LRC News Room
Canine Juvenile Cellulitis
By Dr Julie Oghigian, DVM - Monday July 17, 2017.

Canine Juvenile Cellulitis/Pyoderma (“Puppy Strangles”)

There aren’t many things that are cuter (or more filled with promise) than a litter of healthy, well-bred puppies. However, sometimes things can happen that can make them less than attractive… or things can happen which threaten these little lives that we’ve spent so many hours (and dollars!) planning, whelping, and caring for.

Puppy Strangles is one of these things. It is a disease of unknown cause that is usually called Juvenile Cellulitis or Juvenile Pyoderma in the veterinary community. While not commonly seen, it does seem to be more common in breeds such as Labrador Retrievers, Golden Retrievers, pointers, setters, beagles, and dachshunds. It is often suspected that immune system dysfunction is the initial cause, as it may be seen following vaccination or with other concurrent illness.  Juvenile Cellulitis is a disease that most commonly affects young puppies from 3 wks of age up through 4-6 months of age. It typically starts off as facial or eyelid swelling, progressing to skin irritation around the chin, lips, and muzzle. This progresses rapidly to crusts, hair loss, and inflammation/cellulitis and affects not only the muzzle region but also eyelids and often ears (otitis) and ear flap (pinnae) margins. Some puppies will have blister-like lesions or pustules, with clear yellow to thick white discharge, appear within the first 24-48 hrs. Occasionally, similar lesions are seen around the anus, vulva, and prepuce. If severely affected, puppies will become lethargic and depressed, often refusing to eat. They may also have a higher than normal body temperature.

Skin lesions can be confused for ringworm, demodectic mange, distemper lesions, or an allergic reaction, but can actually be quite painful for affected puppies. These puppies don’t usually present with itching or scratching as a clinical sign. In more advanced cases, area lymph nodes can become severely inflamed and enlarged, even becoming abscessed if infection sets in - usually this involves the submandibular lymph nodes (under the jaw), though prescapular, inguinal, popliteal or other peripheral lymph nodes may also become enlarged. These lymph nodes can become so enlarged that they can actually interfere with normal breathing or swallowing, which is how the disease came to be referred to as “puppy strangles.” Inflamed lymph nodes may even form tracts through the surrounding tissue that drain out of the skin surface. Occasionally, affected puppies will develop joint pain resulting from suppurative (systemic inflammatory) arthritis.

Diagnosis of Juvenile Cellulitis can be difficult and is often made based on clinical signs alone. Cultures and special stains used to diagnose infectious agents are often negative, though secondary infections can occur. Cytology (swab or “squash prep”) or biopsies of skin, ears, and lymph nodes usually show severe pyogranulomatous or granulomatous inflammation, with or without secondary bacterial infection. Treatment of puppies with strangles requires quick and aggressive, sometimes long-term treatment with immunosuppressive doses of corticosteroids (usually prednisone) and often bactericidal antibiotics to prevent the disease from worsening. If left untreated, death can occur. Juvenile Cellulitis progresses rapidly and can become extremely severe. This is why rapid initiation of appropriate treatment is extremely important. This may also help reduce scar formation related to skin lesions, which can also be quite extensive. Warm water soaks and mild topical astringents can be used twice daily to soften and remove crusts from affected skin. Steroid treatment usually continues for 1-4 weeks before tapering the dose down over the remaining few weeks. If tapered down or discontinued too soon, it is common for the puppy to relapse. More recently, griseofulvin, an antifungal medication that has been found to control the immune response , has also been reported to effectively treat puppy strangles, sometimes allowing for steroids to be tapered and discontinued sooner.

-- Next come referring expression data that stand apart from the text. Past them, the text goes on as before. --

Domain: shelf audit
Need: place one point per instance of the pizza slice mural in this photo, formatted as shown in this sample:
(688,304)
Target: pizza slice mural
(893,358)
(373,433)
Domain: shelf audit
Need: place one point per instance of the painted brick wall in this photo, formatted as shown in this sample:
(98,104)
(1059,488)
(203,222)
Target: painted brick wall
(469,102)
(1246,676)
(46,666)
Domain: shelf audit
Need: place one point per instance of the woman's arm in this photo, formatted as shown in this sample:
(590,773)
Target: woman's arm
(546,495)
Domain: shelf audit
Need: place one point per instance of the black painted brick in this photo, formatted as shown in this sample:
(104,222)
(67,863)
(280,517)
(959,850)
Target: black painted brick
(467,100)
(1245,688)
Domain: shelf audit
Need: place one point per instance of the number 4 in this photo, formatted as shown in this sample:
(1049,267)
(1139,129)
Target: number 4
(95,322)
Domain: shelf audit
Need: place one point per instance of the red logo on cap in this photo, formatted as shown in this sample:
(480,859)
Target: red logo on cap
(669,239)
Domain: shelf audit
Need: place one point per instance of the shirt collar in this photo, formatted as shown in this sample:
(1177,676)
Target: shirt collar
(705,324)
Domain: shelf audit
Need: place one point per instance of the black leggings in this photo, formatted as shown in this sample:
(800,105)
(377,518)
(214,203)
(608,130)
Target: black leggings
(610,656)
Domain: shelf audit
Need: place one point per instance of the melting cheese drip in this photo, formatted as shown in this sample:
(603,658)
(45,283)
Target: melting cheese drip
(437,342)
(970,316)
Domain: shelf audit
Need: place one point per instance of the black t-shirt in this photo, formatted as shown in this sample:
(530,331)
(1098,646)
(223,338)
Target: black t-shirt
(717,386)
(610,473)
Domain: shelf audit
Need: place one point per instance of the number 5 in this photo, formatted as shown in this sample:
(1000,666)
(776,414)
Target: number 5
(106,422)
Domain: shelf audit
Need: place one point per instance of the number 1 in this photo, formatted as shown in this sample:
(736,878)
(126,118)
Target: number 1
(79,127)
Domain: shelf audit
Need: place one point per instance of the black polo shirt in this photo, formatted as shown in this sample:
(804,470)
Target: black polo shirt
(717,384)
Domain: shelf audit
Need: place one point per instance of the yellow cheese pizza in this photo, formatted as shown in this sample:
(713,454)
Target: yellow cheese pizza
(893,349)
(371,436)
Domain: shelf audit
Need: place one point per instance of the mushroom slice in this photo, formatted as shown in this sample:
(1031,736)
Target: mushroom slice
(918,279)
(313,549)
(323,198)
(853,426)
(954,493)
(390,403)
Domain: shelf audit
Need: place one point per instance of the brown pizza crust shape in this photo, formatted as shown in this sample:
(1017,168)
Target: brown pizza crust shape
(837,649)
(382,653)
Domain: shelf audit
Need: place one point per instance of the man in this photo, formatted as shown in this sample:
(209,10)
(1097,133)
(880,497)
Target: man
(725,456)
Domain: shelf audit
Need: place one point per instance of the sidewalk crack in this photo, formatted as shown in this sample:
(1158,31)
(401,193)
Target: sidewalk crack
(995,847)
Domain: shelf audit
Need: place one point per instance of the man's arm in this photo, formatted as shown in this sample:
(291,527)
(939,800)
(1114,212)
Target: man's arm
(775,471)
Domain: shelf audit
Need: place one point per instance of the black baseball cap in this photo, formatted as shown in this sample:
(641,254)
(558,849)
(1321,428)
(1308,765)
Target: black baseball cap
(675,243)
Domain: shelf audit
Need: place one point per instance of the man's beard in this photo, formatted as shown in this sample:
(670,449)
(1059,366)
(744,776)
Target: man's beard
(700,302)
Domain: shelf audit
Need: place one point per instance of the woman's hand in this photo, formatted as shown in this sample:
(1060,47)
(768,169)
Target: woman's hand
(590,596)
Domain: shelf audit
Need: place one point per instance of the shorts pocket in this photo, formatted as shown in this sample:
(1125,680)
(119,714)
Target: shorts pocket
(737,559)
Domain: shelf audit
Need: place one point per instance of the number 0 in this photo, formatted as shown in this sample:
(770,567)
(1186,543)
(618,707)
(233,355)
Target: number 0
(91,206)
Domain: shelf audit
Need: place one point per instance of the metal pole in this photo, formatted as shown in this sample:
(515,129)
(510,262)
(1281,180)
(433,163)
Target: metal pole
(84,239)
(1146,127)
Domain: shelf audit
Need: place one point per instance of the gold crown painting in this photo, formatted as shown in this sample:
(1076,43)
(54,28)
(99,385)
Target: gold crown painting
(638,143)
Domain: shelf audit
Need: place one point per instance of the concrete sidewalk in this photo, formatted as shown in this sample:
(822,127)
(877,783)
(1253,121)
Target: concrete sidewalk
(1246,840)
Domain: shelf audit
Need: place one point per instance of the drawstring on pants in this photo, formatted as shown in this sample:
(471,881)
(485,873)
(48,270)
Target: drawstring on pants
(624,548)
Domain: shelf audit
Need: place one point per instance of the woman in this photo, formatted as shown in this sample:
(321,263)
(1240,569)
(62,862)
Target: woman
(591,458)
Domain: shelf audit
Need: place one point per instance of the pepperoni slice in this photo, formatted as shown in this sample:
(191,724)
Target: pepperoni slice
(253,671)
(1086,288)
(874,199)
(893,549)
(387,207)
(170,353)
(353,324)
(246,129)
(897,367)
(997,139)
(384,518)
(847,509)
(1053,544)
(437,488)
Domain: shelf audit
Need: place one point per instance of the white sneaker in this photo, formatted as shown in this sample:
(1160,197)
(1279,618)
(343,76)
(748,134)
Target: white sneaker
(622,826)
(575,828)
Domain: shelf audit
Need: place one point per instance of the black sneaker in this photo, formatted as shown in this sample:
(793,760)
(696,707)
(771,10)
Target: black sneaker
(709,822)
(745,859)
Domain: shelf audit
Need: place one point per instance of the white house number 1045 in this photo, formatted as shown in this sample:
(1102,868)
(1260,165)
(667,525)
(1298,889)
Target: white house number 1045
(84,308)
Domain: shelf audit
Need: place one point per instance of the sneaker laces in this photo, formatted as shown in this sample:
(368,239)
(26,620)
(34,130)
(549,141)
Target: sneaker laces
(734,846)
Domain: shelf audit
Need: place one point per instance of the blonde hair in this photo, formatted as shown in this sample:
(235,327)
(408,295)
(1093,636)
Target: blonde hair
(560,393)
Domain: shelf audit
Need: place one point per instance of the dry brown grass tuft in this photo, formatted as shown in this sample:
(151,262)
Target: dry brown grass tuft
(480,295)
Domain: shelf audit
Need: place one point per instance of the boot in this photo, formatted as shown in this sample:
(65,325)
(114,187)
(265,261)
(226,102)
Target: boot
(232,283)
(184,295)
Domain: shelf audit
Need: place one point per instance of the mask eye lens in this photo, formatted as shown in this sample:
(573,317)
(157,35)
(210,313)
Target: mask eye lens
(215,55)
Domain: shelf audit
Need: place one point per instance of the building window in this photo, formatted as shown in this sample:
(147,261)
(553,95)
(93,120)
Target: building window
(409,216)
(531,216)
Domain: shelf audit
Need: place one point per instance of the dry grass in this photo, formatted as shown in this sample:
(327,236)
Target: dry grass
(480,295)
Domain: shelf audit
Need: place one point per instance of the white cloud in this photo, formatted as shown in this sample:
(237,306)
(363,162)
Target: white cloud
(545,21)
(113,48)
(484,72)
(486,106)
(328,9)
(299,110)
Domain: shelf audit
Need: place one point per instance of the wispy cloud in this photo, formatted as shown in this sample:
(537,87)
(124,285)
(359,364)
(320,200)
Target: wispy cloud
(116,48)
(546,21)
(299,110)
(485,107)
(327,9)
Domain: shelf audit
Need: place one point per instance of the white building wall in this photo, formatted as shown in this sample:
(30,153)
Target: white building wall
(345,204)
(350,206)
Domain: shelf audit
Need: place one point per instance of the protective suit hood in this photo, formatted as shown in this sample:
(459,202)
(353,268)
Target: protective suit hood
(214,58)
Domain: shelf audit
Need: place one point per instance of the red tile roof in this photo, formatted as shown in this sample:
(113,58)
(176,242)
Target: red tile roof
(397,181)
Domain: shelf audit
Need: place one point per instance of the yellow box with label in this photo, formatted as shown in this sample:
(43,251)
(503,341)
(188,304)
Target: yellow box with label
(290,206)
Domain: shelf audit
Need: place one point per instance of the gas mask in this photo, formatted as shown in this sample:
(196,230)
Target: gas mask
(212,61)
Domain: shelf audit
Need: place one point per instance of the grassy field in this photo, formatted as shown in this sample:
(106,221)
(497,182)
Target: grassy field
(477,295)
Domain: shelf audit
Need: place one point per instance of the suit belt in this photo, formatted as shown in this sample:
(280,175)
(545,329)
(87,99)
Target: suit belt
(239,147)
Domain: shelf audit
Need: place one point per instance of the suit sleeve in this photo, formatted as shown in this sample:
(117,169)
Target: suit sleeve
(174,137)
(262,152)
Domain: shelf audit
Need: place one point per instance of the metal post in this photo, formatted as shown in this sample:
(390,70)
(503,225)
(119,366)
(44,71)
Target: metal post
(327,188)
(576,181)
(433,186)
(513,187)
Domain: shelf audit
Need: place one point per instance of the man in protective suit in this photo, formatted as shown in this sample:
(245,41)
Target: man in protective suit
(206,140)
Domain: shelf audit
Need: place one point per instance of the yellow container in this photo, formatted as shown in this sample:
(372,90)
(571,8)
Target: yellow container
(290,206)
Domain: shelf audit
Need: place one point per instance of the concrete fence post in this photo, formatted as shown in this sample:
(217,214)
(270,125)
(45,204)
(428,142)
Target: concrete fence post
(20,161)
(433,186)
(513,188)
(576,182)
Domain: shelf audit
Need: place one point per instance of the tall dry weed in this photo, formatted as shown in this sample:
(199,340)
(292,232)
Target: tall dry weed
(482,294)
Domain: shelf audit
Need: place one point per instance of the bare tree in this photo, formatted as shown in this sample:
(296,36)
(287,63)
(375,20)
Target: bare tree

While prognosis is usually good in these cases when treated, especially if a good response is noted within the first 5 days of treatment, it is not uncommon for skin scarring to occur in more severe cases. Typically, the earlier treatment is started in the course of the disease, the better the prognosis and lesser the residual scarring. Vaccination is usually delayed until affected puppies are recovered, which may predispose these puppies to serious diseases unless exposure is prevented. More than a few successful dogs in the show ring and in performance venues today have recovered from Juvenile Cellulitis as puppies. With careful monitoring, outstanding veterinary care and good husbandry and medical management at home, a case of Juvenile Cellulitis does not have to end the successful career of a promising puppy. Enjoy those adorable puppies in the whelping box and never stop dreaming about your next champion.